I am the adult, he is the child. What will moments like these look like for us?
There are so many times when I have a plan in my head for how the day will go, every minute for the next three hours planned out, then he wakes up from nap and takes an extra long time eating his yogurt because he really wants to work on holding the spoon today. Or we are going to the playground but a few feet outside the door he decides he would rather sit in the driveway and play with sticks.
Here are some things I know;
The first is that I have something now that my Mother did not have when I was 9, security.

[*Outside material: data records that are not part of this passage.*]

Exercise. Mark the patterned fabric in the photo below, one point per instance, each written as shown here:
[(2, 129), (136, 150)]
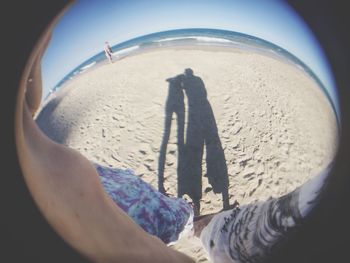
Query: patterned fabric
[(159, 215)]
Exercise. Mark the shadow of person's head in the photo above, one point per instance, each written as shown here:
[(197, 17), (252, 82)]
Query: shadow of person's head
[(175, 80), (188, 72)]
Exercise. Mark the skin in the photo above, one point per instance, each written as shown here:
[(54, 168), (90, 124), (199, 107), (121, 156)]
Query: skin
[(66, 188)]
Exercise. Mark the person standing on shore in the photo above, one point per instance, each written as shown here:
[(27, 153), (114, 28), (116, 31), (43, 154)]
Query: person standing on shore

Financial security that allows me to be home right now and not working on someone else’s schedule where our mornings would be rushed and potentially stressful.
Security in who I am as a Mother. I am so connected to my truth of infinite enoughness, his and my own, that no part of me can be shaken into believing we are less. Even when I get it wrong I know I am enough. When it is hard, we are enough, this is enough, all of it is enough. This truth goes beyond my role as Mother, it is woven into every part of my being. This level of security within myself keeps me from falling into places of scarcity where I would value being on time over him or our connection in a moment. It keeps me from valuing “doing” over “being”. It keeps me right here where I am meant to be, in the moment with him.
Of course there are times where we make plans and try to keep a schedule and of course I balance what is going on with him with that schedule. I would not dishonor someone else’s time because he wants to continue playing blocks. What I am very clear on is this; if one day my nine year old child is having a hard morning because we are running late and the clothes he wants to wear are not clean, and he cannot find his sneakers, and maybe I am even running late for work or another important adult commitment… I will pause.
I will be with him, as long as it takes for us to find our way through and out the other side. We will take the time to find the shoes and we will talk about his feelings of anxiety or disappointment, if any, around not being able to wear what he wanted to wear to school. I will put everything else down if that is what it takes to hold space for him.
The way I, together with my husband, love him is the way he will learn to love himself. And if I am willing to do this for him, I have to be willing to do it for me too. That is the other thing I know, my Mother has never fully known how to hold space for me because she does not hold herself sacred.
We, all of us, you, me, our babies, our parents – we are ALL worthy of time. The world will continue to tick away while we exist inside of our pause taking care of ourselves and each other.
I am grateful that my inner nine-year-old has been sitting here next to me riding shot gun and guiding my heart as I parent this sweet soul who chose me.
I am grateful for all the ways my Mother failed me, therein giving me so much opportunity to build the resilience needed to become the human I am meant to be.
I am grateful for my ability to hold space for myself, it creates capacity for me to hold sacred space for those I love most, which is sometimes the stranger walking next to me and sometimes my sweet little boy.
Holding space for myself tonight meant writing this story down because this is the moment it was ready to be shared. Holding space for myself tonight meant asking my husband if he would be willing to hold a little space for me tomorrow by getting up with little bubby so I could catch up on the sleep I will miss to be here with myself and share this story.
As I close I am holding the energy of deep gratitude is for my husband, who holds space for me with so much love, and for every other person in my life who holds space for me and allows me to feel what it is like to be held sacred.